Pour apprécier la capacité des candidats, l’acheteur public peut limiter les références des travaux qu’ils doivent produire à l’appui de leur candidature à une durée plus courte que les cinq dernières années qui constituent la période maximale prévue par les textes
Le Conseil d’Etat a annulé cette décision.
Il a dans un premier temps rappelé les termes de l’article 1er de l’arrêté du 26 février 2004 pris en application des dispositions de l’article 45 du code des marchés publics selon lequel à l’appui des candidatures, l’acheteur public peut demander une liste des travaux en cours d’exécution ou exécutés au cours des cinq dernières années, indiquant notamment le montant, la date et le destinataire public ou privé.

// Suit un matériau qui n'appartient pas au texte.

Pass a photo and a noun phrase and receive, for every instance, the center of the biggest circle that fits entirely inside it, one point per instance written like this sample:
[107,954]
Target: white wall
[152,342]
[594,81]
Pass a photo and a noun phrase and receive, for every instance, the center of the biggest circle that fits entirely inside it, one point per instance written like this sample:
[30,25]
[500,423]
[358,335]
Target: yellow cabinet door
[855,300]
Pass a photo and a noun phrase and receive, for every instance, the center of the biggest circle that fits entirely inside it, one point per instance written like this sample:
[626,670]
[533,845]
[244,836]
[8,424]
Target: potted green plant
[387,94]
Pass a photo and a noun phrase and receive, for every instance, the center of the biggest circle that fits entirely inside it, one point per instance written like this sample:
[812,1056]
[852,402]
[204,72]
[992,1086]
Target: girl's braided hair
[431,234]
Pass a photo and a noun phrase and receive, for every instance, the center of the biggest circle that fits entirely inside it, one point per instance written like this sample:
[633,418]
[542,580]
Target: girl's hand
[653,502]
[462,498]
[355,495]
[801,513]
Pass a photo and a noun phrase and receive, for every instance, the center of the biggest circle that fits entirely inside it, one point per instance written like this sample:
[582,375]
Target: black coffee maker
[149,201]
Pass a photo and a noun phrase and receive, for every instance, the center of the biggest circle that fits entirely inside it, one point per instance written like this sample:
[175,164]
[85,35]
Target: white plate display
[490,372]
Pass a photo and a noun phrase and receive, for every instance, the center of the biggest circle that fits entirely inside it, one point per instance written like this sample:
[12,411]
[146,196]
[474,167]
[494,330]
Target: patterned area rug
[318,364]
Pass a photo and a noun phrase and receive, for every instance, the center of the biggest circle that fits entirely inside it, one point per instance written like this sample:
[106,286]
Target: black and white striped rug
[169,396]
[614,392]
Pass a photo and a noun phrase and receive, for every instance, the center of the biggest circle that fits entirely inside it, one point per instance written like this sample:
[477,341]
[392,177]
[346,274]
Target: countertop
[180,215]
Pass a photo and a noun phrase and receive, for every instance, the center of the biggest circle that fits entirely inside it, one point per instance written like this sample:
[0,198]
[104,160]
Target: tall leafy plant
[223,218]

Dans un deuxième temps, il a jugé que si ces dispositions interdisent à l’acheteur public de demander la présentation de travaux exécutés depuis plus de cinq ans, elles ne font, en revanche, pas obstacle à ce qu’il limite les références demandées aux candidats à des travaux exécutés durant une période plus courte que les cinq dernières années, sous la réserve que la même période, déterminée en rapport avec l’objet du marché, soit fixée pour tous les candidats.
Dans un troisième temps, la Haute Assemblée a jugé qu’en l’espèce, compte tenu de l’objet du marché, la commune de Bourges avait pu prévoir dans l’avis d’appel public à la concurrence que les entreprises candidates devaient produire des références datant de moins de trois ans pour faire valoir leurs capacités professionnelles.
Le Conseil d’Etat accorde à l’acheteur public une certaine liberté puisqu’elle peut réduire la durée maximum de la période de référence prévue par les textes.
Toutefois, il s’agit d’une liberté « surveillée » dans la mesure où lorsqu’il envisage de diminuer la durée maximum prévue par les textes (à savoir cinq ans), la personne publique doit veiller à ce que la réduction de la durée soit en rapport avec l’objet du marché, ce qui laisse subsister une incertitude juridique.